On critical exponents of a $k$-Hessian equation in the whole space

TL;DR

This paper investigates the existence and properties of solutions to a $k$-Hessian equation in the entire space, identifying critical exponents that influence solution behavior, with implications for related inequalities and non-radial cases.

Contribution

It characterizes critical exponents for $k$-Hessian equations with radial symmetry, linking them to solution existence, decay, and stability, and suggests their relevance beyond radial symmetry.

Findings

Identification of key critical exponents (Serrin, Sobolev, Joseph-Lundgren)

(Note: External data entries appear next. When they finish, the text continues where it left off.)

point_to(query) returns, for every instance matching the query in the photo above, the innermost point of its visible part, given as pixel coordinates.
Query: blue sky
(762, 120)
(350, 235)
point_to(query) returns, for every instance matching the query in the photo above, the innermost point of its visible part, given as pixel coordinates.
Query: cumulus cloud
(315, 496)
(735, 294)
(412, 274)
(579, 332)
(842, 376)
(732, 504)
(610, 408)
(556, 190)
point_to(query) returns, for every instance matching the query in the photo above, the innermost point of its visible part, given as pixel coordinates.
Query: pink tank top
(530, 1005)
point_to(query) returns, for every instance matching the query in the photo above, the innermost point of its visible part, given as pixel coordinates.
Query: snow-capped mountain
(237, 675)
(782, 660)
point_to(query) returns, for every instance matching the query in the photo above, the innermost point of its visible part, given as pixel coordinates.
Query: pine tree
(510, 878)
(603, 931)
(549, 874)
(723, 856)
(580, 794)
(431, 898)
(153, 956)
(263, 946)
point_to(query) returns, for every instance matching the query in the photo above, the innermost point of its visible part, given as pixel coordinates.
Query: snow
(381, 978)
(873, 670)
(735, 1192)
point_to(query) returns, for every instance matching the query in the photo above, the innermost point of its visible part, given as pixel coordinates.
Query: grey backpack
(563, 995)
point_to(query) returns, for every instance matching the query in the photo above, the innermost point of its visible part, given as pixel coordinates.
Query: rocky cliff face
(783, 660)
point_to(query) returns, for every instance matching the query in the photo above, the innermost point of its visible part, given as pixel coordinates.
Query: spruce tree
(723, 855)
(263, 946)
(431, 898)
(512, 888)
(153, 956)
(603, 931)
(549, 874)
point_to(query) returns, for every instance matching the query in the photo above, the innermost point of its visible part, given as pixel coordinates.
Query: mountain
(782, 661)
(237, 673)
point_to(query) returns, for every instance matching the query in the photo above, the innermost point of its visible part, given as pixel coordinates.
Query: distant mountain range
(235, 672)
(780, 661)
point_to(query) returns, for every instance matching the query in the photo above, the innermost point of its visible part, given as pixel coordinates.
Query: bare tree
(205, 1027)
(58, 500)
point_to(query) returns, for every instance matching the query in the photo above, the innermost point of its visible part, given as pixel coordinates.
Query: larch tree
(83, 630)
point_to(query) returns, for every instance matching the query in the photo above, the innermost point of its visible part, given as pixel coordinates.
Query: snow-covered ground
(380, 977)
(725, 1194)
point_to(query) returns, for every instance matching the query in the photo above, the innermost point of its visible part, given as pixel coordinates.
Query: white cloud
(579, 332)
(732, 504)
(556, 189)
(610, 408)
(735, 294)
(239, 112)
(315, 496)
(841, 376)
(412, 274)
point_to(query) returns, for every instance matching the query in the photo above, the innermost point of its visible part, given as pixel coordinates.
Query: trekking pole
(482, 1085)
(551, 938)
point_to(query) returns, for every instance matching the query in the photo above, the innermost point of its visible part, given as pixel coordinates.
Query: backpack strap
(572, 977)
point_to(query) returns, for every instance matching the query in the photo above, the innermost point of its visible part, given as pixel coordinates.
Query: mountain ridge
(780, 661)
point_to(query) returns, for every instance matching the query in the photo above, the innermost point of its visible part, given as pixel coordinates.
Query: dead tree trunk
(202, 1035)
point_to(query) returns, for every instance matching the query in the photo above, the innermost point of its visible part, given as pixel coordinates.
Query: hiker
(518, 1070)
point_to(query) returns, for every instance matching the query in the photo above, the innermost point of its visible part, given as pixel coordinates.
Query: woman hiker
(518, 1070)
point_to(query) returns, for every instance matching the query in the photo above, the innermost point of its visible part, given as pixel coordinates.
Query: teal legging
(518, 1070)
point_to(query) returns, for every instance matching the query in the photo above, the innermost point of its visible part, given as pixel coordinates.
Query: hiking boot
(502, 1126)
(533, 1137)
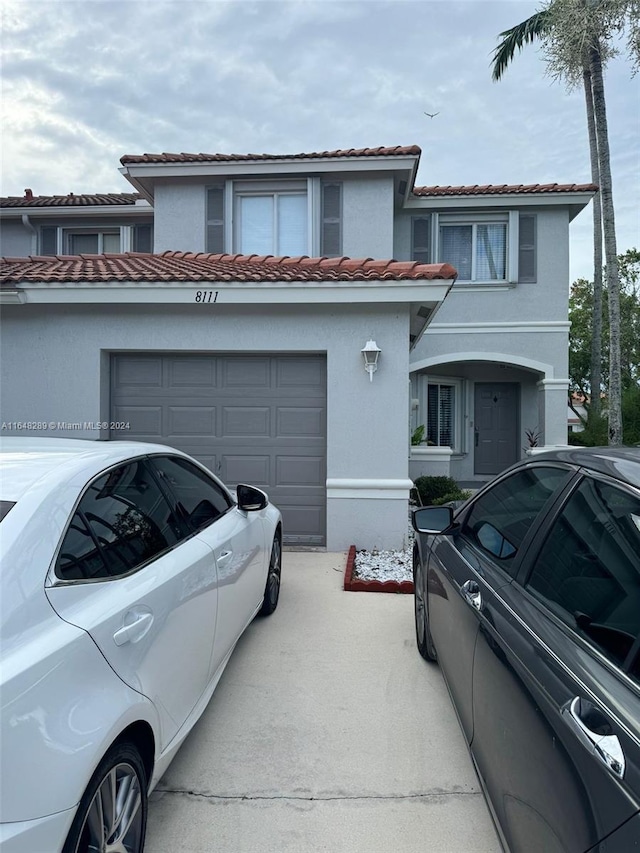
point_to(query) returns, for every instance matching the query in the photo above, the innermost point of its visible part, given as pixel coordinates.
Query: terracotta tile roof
(398, 150)
(71, 200)
(191, 266)
(500, 189)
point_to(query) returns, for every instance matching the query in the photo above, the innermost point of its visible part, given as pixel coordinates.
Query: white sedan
(128, 573)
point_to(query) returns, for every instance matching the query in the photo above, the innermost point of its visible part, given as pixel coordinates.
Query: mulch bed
(353, 583)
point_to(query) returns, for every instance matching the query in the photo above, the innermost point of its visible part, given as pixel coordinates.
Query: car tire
(113, 809)
(421, 611)
(272, 588)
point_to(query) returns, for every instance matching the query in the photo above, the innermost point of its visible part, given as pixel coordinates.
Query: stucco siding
(66, 374)
(179, 221)
(16, 241)
(367, 211)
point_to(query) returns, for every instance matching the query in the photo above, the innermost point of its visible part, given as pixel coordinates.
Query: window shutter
(215, 220)
(331, 241)
(527, 248)
(421, 239)
(49, 241)
(142, 238)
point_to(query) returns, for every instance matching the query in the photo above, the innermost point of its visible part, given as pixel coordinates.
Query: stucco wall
(63, 377)
(15, 240)
(179, 219)
(367, 209)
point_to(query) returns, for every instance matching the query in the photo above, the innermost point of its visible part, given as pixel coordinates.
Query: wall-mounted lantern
(371, 353)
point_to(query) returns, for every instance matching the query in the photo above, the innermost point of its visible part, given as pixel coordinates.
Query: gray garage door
(255, 419)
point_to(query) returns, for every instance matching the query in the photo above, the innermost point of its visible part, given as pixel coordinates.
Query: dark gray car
(529, 598)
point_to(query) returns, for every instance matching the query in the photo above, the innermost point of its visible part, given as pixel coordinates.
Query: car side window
(588, 571)
(122, 521)
(501, 518)
(200, 500)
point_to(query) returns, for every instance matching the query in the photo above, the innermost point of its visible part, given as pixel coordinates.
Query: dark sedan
(529, 598)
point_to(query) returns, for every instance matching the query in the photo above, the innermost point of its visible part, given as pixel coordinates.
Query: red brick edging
(355, 584)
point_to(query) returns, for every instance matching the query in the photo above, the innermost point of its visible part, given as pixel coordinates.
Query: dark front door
(496, 426)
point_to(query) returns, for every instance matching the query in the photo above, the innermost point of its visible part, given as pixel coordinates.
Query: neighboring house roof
(191, 266)
(397, 150)
(503, 189)
(70, 200)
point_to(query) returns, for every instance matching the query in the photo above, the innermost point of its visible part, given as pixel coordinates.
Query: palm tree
(572, 31)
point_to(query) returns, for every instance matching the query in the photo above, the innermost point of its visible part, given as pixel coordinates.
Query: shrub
(431, 489)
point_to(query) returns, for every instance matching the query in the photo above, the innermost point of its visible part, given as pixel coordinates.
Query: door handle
(470, 591)
(606, 747)
(136, 625)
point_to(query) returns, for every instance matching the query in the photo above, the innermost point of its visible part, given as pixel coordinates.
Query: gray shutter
(527, 248)
(142, 238)
(421, 239)
(215, 220)
(331, 238)
(49, 240)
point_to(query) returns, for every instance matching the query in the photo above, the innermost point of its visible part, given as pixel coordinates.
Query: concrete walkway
(327, 732)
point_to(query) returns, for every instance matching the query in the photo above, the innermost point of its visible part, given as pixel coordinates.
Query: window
(477, 250)
(199, 499)
(92, 242)
(272, 224)
(588, 571)
(499, 520)
(123, 520)
(441, 414)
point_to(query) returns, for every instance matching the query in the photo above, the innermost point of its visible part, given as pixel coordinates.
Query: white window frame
(509, 218)
(459, 404)
(309, 187)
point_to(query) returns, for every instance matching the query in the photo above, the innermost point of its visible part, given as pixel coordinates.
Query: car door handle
(606, 747)
(470, 591)
(223, 558)
(136, 626)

Analysis of solution decay rates and stability

Connection to extremal functions of Hessian Sobolev inequalities

Abstract

In this paper, we study negative classical solutions and stable solutions of the following $k$-Hessian equation $$ F_k(D^2V)=(-V)^p \quad in~R^n $$ with radial structure, where $n \geq 3$, $1<k<n/2$ and $p>1$. This equation is related to the extremal functions of the Hessian Sobolev inequality on the whole space. Several critical exponents including the Serrin type, the Sobolev type, and the Joseph-Lundgren type, play key roles in studying existence and decay rates. We believe that these critical exponents still come into play to research $k$-Hessian equations without radial structure.